2. Have you thought about organizing a symposium for this meeting?

I particularly recommend this for mid-career folks. One of the things that promotion to Full Prof  usually entails is demonstration of "national or international reputation" or "national leadership". Organizing a symposium at a national meeting is one way to do this. Furthermore, you get to invite some folks who might, in the future, write letters for you. Let alone there are scientific benefits from talking with people you think are really good and really smart. Who knows where your science will go.

3. Have you talked to your (other junior faculty) friends about getting invited out to give a talk?

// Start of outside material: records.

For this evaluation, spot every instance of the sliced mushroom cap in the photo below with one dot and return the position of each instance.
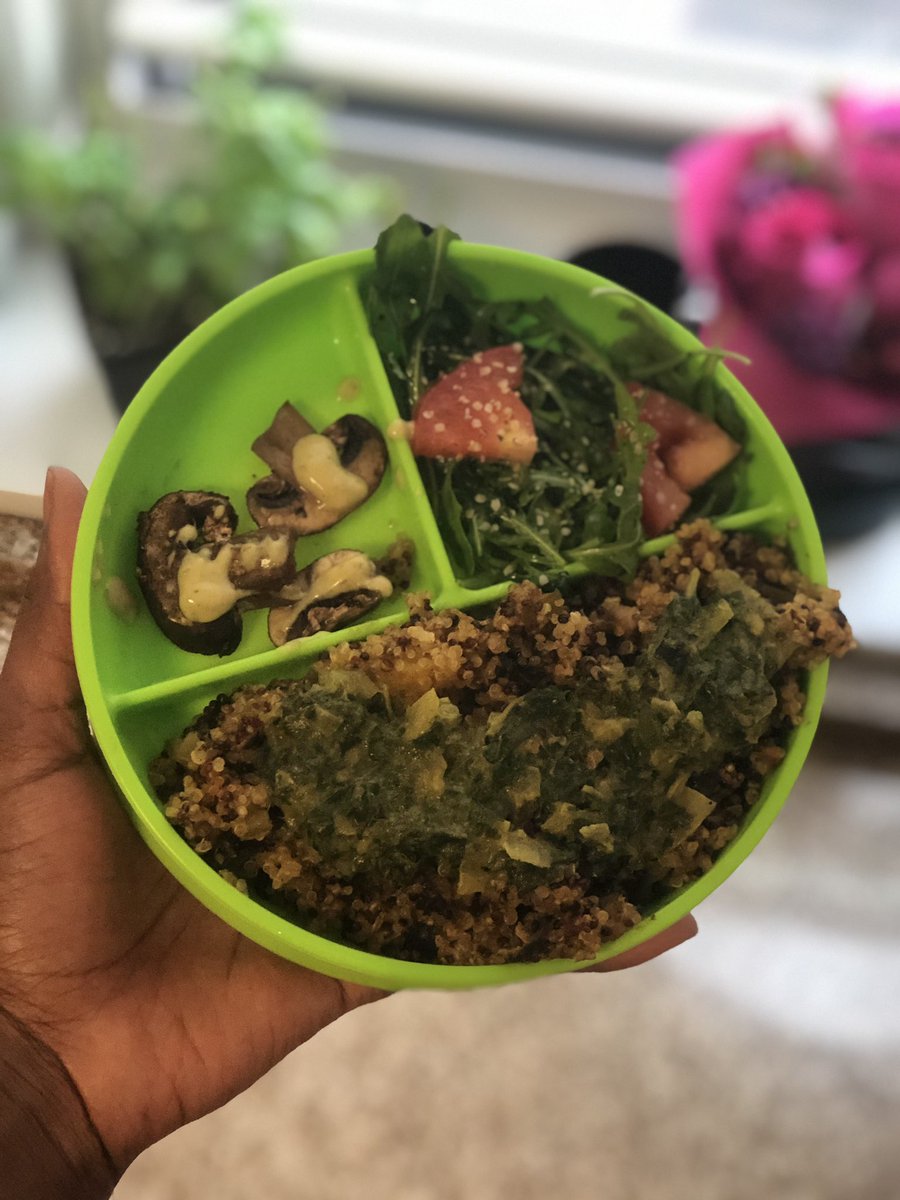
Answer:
(276, 445)
(328, 594)
(318, 478)
(195, 575)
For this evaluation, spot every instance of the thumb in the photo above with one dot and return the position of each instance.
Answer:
(39, 678)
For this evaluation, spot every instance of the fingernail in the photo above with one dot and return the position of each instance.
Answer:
(49, 495)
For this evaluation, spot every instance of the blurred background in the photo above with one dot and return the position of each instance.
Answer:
(160, 156)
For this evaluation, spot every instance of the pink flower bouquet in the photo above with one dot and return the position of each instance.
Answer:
(802, 244)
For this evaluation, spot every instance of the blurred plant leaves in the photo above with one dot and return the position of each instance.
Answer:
(258, 195)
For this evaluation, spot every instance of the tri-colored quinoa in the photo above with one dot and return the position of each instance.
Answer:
(448, 834)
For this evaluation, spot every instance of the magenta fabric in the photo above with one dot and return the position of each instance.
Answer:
(802, 245)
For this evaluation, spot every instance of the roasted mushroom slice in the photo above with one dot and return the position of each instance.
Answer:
(318, 478)
(195, 574)
(328, 594)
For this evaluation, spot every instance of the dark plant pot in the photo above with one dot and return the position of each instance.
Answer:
(127, 372)
(852, 484)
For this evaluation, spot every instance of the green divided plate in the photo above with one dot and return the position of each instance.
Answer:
(303, 336)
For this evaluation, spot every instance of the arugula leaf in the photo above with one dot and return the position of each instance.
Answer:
(579, 502)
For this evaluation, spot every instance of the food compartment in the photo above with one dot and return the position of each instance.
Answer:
(217, 394)
(497, 523)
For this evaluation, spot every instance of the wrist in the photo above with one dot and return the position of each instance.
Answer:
(48, 1144)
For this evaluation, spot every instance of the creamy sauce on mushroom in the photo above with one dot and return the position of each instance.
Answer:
(352, 573)
(204, 589)
(331, 576)
(318, 471)
(264, 552)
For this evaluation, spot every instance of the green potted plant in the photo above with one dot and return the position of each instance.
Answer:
(153, 255)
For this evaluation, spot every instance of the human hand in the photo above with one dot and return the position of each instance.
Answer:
(157, 1009)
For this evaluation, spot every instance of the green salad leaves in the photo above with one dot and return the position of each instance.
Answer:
(579, 502)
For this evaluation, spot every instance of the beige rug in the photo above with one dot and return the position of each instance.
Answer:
(759, 1062)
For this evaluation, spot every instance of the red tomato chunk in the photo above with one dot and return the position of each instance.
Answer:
(689, 449)
(475, 411)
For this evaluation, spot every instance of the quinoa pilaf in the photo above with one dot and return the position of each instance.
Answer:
(515, 785)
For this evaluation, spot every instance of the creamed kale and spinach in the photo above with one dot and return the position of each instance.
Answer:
(527, 780)
(519, 785)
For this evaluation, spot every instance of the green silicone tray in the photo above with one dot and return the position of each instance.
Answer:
(301, 336)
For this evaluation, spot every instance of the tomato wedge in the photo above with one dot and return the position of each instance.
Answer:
(475, 411)
(689, 449)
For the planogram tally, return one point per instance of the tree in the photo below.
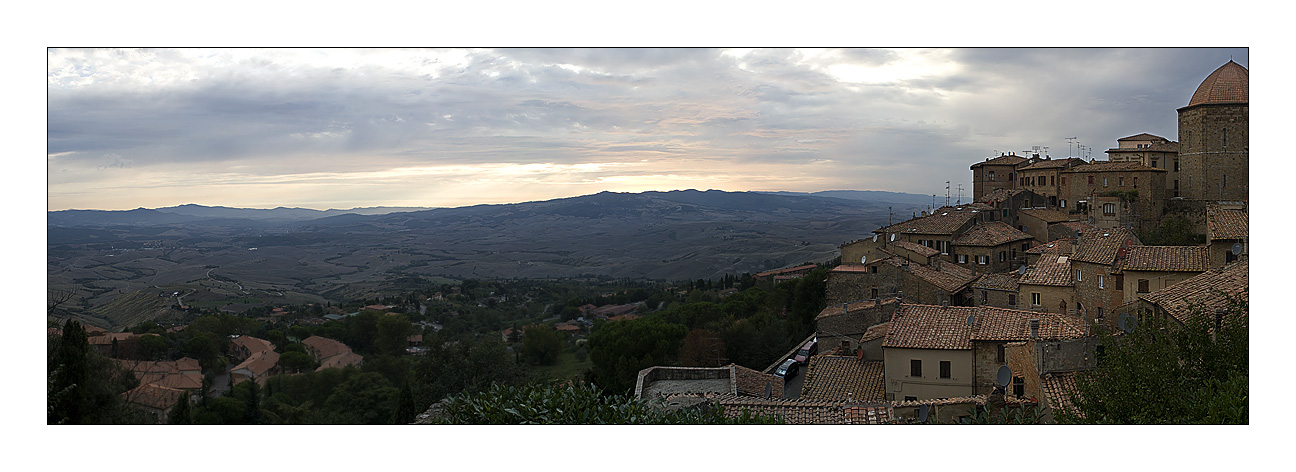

This is also good along the lines of putting a face to your name. Other benefits? Meeting big dogs. If there is someone in the department you're going to that you would like to meet, email them in advance and say "hey, I'm coming to town, and I'd really like to meet you". I often don't feel like I have time to talk to speakers, but if someone takes the trouble to email me, of course, I am going to meet with them. Also, these talks, in judicious numbers (not too many) are good at tenure or promotion time.

One response so far

  • EPJ says:

    Thank you for the description of the system and your good advice.

    Yeah, the issue of letters of reference is always played, and when you think about it, it is one way to get a better perspective of the scientist, or worker, from diverse colleagues. But the problem would be when that is all that counts, be it by politics or because the work is irrelevant or even perturbing to who knows what interests. And the outcome of that would certainly be that it actually deteriorates what science is for. No?

    I think meeting 'big dogs' is actually a good thing, because it gives the more junior scientist or any other person that meets them a good perspective of these personalities, particularly when more than one type are met.

    The capacity to organize symposiums should also matter, because it is like an update of the fields of interest and the current leadership there. But it also would reflect the organizer's interest if no other conditions have to be met, like funding, outside interests, etc.

    The paper reviewing process may have the problem of competition, by science criteria and by publication spots, and the fact that is like scientific currency for promotions or just holding on to a position, and because of that you I think you actually find true derailing of important facts than then later on have detrimental effects. It may even reflect international fighting or priorities.

    Invitations to talks and other science activities curiously can be blocked, and that it is hard to even believe. So that there are ample loopholes to complicate what the science umbrella field is rather than a single stick to press.

    I hope you tell us more about the subconscious bias, is it developmentally set?